The scope of “At the Crossroads” is broad because any understanding of the rise, decline, and history of government policies concerning the auto industry requires a deep inspection of diverse subjects. This book is at once an American industrial history, financial assessment, cultural analysis, economic inspection, and global forecast.

Evanoff and Aamidor’s work deserves praise for its meticulous reporting and thorough research. This book is not a light or easy jaunt through the American automotive crisis and the corresponding problems that have descended upon the increasingly global network of jobs and technology that the industry requires. The authors astutely show how the challenges of the small-town entrepreneur are directly connected to the fortunes of communities that have relied for generations, at least tangentially, on the domestic automotive giants.

The authors' primary concern is that large-scale manufacturing is quickly becoming a distant memory in this country. Much of their discussion supporting this thesis is valuable, from original anecdotes to detailed historical recounting.

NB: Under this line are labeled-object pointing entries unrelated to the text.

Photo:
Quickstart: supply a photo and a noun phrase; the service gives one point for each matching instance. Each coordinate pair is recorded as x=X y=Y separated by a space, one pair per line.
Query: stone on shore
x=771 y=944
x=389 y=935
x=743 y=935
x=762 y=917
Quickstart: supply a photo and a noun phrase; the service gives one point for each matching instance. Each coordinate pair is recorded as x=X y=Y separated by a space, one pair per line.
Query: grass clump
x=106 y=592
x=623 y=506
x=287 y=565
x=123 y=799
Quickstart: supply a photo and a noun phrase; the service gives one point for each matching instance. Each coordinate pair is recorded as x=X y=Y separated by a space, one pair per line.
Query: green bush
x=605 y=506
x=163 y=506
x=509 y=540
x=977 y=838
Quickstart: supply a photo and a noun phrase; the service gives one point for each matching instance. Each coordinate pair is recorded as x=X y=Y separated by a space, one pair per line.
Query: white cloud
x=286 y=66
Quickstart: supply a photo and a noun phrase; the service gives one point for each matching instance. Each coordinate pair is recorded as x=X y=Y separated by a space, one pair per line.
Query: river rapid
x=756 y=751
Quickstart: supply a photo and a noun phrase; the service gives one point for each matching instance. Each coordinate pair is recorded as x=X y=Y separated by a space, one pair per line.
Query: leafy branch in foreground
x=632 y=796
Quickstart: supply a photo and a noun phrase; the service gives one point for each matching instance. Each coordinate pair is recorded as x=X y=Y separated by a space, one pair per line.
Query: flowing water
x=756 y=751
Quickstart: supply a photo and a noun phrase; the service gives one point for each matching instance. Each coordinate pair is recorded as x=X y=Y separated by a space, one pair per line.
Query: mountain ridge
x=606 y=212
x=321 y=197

It is easy to lose track of the names of the several businessmen, mayors, union workers and corporate executives whom the authors intermittently reference throughout. And while their detailed accounting of the financial intricacies of Chrysler and GM’s government-orchestrated bankruptcies is at times tedious, these very figures serve as the best means of understanding the mechanics of the bailout itself.

The recent upsurge in GM’s sales, up 12 percent from a year ago, may be the first positive signs for the sagging American auto industry. Could the simultaneous safety failures on Toyota’s most dependable models mark a sea change for the prospects of a refurbished and pared-down GM? While optimists and automotive employees may perceive recent successes, however small, to be portentous of the triumphs to come, the free market, which has rarely been kind to the Detroit Three, may have the final say — if Washington ever decides to remain on the sidelines.